Hi Alan,
Thank you very much for making my point even more clear(*).
You know "my theory" (which is just the classical machine's theory) has
been named "machine biology", and "then "machine theology". It is my
thesis director in France who asked me to use the term "machine
psychology" instead of "theology". I really don't care of the wording
but it seems to me, for empirical reasons, that people are more shocked
by an expression like "physics is derivable from machine psychology"
than by "physics is derivable from machine theology". This is related
to the fact that most theologies admit cosmogonies unlike psychology.
None of those words are well chosen, but if you think "theology" is
necessarily "mystical" I can go back to the word "psychology" instead.
Or you could help me to find a less shocking wording (and less
flattening than just "computer science" which is defensible assuming
comp).
Sometimes the "moderation posts" are very interesting by themselves. It
is a little sad that this one is authoritative and does not admit
replies (in the FOR-list). (Given that my point was really that
"theology" could be amenable to scientific discourse, once we make some
assumptions).
Assuming the computationalist hypothesis, it is natural to define
"machine theology" by all what is *true about* the consistent
machines. By incompleteness this is much less than what consistent
machines can prove about themselves. Now the gap between provability
and truth is amenable to mathematical analysis (by Godel, Lob, Boolos,
Solovay, etc.).
Precisely: G' minus G. (The Solovay provability logics(**)).

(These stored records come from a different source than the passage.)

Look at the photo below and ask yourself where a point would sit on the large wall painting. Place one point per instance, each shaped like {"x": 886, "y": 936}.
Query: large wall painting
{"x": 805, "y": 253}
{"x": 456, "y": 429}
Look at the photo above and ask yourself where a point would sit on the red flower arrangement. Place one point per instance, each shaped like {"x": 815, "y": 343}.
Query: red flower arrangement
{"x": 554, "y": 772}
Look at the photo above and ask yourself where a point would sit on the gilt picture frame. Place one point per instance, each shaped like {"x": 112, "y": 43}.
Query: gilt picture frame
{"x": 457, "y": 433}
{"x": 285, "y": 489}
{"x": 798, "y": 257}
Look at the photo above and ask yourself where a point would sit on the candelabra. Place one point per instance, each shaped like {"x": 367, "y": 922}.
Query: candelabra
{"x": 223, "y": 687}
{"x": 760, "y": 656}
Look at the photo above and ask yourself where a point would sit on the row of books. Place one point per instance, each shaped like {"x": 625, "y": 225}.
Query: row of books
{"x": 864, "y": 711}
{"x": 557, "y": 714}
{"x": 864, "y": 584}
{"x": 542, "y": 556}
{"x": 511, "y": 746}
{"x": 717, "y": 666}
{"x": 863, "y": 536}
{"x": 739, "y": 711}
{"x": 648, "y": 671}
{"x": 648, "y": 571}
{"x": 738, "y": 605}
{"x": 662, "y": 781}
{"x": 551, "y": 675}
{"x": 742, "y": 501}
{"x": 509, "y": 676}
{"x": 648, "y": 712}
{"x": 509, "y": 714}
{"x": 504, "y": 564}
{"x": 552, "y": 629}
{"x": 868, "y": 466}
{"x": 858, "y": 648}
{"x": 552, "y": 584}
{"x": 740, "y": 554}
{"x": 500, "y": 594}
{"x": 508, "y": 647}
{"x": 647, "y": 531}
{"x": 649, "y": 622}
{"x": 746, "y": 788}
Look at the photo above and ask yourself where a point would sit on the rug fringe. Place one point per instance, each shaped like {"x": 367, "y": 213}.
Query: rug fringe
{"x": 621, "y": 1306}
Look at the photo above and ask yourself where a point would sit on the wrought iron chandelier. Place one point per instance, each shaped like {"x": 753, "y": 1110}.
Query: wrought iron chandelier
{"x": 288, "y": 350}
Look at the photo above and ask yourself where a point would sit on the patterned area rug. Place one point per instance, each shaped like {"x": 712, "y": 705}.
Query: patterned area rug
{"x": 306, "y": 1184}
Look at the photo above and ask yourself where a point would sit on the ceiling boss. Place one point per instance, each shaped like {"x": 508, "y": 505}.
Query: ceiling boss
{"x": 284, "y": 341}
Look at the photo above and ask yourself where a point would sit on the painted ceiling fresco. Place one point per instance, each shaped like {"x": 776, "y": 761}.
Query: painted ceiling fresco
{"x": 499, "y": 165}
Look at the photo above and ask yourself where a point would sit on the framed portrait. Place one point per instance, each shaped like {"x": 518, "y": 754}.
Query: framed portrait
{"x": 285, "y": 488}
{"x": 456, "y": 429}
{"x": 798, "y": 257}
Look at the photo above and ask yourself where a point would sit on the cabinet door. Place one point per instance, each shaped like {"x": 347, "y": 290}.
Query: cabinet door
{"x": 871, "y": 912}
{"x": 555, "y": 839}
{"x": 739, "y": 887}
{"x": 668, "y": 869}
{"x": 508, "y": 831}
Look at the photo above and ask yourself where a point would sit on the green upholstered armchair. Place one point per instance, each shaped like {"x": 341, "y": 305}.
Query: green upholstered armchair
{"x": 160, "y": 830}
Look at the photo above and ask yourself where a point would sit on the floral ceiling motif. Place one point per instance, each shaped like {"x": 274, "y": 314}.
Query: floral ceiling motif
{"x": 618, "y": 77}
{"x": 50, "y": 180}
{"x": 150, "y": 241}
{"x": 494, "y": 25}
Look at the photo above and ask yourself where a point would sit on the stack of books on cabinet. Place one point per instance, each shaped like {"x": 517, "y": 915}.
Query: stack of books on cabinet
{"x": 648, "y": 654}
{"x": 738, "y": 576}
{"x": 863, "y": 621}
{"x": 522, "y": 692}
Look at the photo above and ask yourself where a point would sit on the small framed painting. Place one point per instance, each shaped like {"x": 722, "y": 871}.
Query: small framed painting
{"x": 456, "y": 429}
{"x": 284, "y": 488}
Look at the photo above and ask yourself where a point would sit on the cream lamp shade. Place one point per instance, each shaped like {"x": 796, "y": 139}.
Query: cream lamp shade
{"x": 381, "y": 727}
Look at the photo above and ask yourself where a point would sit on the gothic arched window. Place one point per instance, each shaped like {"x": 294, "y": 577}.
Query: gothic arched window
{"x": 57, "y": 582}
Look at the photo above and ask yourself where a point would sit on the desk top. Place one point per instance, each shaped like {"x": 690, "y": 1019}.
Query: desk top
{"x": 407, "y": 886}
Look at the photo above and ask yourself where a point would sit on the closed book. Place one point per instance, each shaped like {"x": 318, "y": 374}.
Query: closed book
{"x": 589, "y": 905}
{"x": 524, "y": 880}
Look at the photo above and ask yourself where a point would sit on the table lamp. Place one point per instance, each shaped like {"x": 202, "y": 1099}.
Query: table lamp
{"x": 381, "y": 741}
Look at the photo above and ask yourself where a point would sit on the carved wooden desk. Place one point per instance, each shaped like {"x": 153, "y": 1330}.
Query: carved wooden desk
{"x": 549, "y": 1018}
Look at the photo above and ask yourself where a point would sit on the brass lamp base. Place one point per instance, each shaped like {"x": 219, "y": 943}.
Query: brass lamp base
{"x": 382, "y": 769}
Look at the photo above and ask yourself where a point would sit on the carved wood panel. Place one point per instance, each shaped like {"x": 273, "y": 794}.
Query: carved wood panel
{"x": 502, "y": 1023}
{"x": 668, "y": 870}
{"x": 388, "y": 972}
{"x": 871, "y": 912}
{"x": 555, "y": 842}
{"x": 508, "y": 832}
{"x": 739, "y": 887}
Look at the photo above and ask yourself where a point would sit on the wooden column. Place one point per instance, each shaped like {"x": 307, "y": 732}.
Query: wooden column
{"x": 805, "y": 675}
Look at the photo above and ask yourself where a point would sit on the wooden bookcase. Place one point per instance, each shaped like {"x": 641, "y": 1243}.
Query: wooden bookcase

Alan, how could I communicate? If I explain in plain english I will
look mystical and moderated out. If I explain the "mystical" out, then
I will look technical, and moderate out again.
It is a pity because it seems to me all this is relevant with the
Church-Turing thesis and principle discussed in FOR. Of course on this
point I disagree with David Deutsch, but then I disagree with all
physicists except J. A. Wheeler (if I may borrow this sort of
expression to DD :).
Ah! I just remember a wording I have used for the machine's theology a
long time ago, it is the collection of propositions belonging to the
difference between computer science and computer's computer science
(which is non empty by incompleteness again). But that is long and
could look both mystical and technical.
Sometimes I add the restriction that the machine should be able to
correctly bet on those propositions.
Anyway, I will search for better words ... I didn't expect to be
moderated out so quickly this time ;)
Regards,
Bruno
Le 01-août-05, à 03:02, Alan Forrester a écrit :
> Hallo Peeps :-)
>
> I have decided that the theology discussion is far too prone to wander
> into mysticism and religion, if, indeed, it has not done so already
> and mysticism and religion are off-topic.
>
> All theology posts sent to the list will be deleted without a mod
> message from now on.
>
> Alan Forrester
> Fabric of Reality List Moderating Team
NOTES:
(*) cf:
>
> ->BM: Most theological questions are still buried under the carpet,
>
> Bill Taylor: Where they belong.
BM: The problem is that if the "scientist" dismiss some fundamental
questions, they will be tackled by those who will use some urgency
feeling related to them to to do "total unrigorous manipulative
pseudo-theology", so that the scientist will say "you see, let us keep
those things under the carpet". Your negative attitude is unfounded and
self-fulfilling, I'm afraid.
>
> ->or dismiss as non scientific.
>
> As I have just done.
No sincere questions are "non scientific". Prejudice against some
possible sense in those questions will not help making them more clear
and, who can know in advance, susceptible to scientific progress on
them.
(**) Solovay, R. M. (1976). Provability Interpretation of Modal Logic.
Israel Journal of Mathematics, 25:287-304.